Page:Eliot - Daniel Deronda vol 2&3.djvu/301

Le texte de cette page a été corrigé et est conforme au fac-similé.

— Je veux reconnaître votre bonté pour moi, monsieur, par une entière confiance, répondit Deronda. Mais je ne puis simplement répondre à vos questions par un oui ou par un non. Ce que j’ai appris du passé m’a peiné. Ç’a été aussi un profond chagrin pour moi de retrouver ma mère et de la quitter si vite dans son état de souffrance, comme j’ai été contraint de le faire. Toutefois, ce qui n’est pas une peine, ce dont je suis plutôt reconnaissant, c’est que mes doutes soient éclaircis, c’est que je connaisse mon extraction. Ma gratitude envers vous, monsieur, restera toujours la même, et jamais je n’oublierai les soins paternels et l’affection dont vous m’avez entouré. Cependant, savoir que je suis né juif peut avoir sur ma vie une influence considérable dont je ne me sens pas capable de vous parler à présent.
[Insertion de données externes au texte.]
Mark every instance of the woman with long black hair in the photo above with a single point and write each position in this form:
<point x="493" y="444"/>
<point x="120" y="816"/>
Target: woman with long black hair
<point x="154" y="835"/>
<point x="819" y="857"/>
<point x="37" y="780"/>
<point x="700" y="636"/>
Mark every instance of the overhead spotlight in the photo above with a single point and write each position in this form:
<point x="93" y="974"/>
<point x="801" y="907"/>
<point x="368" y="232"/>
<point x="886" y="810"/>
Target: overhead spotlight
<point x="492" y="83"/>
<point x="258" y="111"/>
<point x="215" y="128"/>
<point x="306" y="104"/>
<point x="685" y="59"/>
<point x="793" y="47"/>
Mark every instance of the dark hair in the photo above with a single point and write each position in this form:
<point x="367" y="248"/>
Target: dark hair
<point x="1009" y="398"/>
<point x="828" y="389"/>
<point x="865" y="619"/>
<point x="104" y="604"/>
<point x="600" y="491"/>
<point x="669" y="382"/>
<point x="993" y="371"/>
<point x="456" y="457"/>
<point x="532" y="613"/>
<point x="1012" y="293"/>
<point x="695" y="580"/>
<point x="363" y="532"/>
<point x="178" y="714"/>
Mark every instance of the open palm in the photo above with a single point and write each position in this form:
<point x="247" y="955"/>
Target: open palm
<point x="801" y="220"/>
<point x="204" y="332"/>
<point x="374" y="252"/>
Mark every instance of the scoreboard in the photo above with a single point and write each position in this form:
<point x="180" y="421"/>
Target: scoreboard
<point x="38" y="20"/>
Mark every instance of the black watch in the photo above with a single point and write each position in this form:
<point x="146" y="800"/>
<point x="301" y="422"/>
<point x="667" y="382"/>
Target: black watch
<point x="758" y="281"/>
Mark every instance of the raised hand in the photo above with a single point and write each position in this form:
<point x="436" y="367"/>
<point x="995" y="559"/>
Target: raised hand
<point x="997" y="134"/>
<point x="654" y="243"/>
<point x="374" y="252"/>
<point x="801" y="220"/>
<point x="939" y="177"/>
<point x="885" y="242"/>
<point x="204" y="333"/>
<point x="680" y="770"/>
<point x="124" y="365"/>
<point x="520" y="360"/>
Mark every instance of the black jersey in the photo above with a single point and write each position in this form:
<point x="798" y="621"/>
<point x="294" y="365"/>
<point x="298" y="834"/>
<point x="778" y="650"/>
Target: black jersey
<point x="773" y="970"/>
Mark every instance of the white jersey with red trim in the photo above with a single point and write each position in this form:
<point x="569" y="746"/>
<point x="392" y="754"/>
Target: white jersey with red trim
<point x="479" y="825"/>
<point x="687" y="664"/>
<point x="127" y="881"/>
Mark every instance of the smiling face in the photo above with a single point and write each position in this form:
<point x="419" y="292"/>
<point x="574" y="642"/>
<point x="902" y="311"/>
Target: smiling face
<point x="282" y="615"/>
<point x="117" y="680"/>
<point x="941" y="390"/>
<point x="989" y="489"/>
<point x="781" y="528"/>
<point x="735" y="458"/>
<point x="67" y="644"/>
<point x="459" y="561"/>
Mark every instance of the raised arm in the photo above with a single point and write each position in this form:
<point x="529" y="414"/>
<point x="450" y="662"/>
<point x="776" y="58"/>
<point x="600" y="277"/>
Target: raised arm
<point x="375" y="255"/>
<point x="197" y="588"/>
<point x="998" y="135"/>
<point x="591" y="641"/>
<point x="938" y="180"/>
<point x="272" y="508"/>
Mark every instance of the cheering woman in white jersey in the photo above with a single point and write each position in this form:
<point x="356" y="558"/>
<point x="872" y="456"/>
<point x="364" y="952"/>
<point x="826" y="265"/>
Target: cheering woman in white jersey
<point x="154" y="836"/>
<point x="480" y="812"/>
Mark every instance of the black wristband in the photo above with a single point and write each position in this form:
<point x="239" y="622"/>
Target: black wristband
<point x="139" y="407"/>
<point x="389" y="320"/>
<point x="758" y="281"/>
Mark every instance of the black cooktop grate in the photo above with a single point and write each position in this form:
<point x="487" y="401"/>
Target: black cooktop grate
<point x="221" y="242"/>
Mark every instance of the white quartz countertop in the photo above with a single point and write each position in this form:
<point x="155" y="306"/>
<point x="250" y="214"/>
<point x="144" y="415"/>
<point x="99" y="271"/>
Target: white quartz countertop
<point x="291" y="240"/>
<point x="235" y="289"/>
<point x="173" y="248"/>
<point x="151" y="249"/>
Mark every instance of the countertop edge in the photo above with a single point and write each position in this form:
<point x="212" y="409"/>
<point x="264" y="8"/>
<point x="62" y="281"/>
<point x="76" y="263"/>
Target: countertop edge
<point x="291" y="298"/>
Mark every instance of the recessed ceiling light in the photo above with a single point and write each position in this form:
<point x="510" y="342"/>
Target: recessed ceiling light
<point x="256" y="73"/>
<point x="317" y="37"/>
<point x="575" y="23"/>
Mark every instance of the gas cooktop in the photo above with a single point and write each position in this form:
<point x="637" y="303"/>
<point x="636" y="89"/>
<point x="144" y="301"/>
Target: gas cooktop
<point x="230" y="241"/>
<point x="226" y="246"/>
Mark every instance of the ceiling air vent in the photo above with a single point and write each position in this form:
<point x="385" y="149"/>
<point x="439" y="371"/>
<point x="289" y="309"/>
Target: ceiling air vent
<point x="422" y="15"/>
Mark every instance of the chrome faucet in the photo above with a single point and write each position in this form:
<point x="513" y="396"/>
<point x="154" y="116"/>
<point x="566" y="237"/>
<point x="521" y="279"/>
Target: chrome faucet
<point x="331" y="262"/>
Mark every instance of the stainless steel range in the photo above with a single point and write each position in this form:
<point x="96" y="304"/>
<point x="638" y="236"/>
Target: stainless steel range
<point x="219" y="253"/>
Le baronnet lui lança un regard scrutateur et garda un moment le silence pour tâcher d’interpréter ses paroles : puis il dit :

— J’ai toujours attendu de toi quelque chose de remarquable, Dan ; mais, pour amour de Dieu, point d’excentricité ! Je puis tolérer une divergence d’opinion chez un homme, mais il faut qu’il s’exprime avec raison et non comme un fou. Comprends-moi bien. Je ne te soupçonne pas de vouloir faire une folie ; je crois seulement que tu pourrais te laisser accaparer par un fou, surtout s’il a besoin d’être défendu. Tu as la passion de te mettre du côté des opprimés, Dan. Je ne partage pas tout à fait ta manière de voir ; je souffre pour eux, mais je n’y puis rien. Cependant, je ne te demande pas d’anticiper sur les confidences que tu as à me faire. Si la chose pour laquelle tu te décideras exige de l’argent, j’ai seize mille livres d’accumulées pour toi, en sus de ton revenu. Maintenant que me voilà ici, je suppose que tu voudras retourner en Angleterre dès que tu le pourras.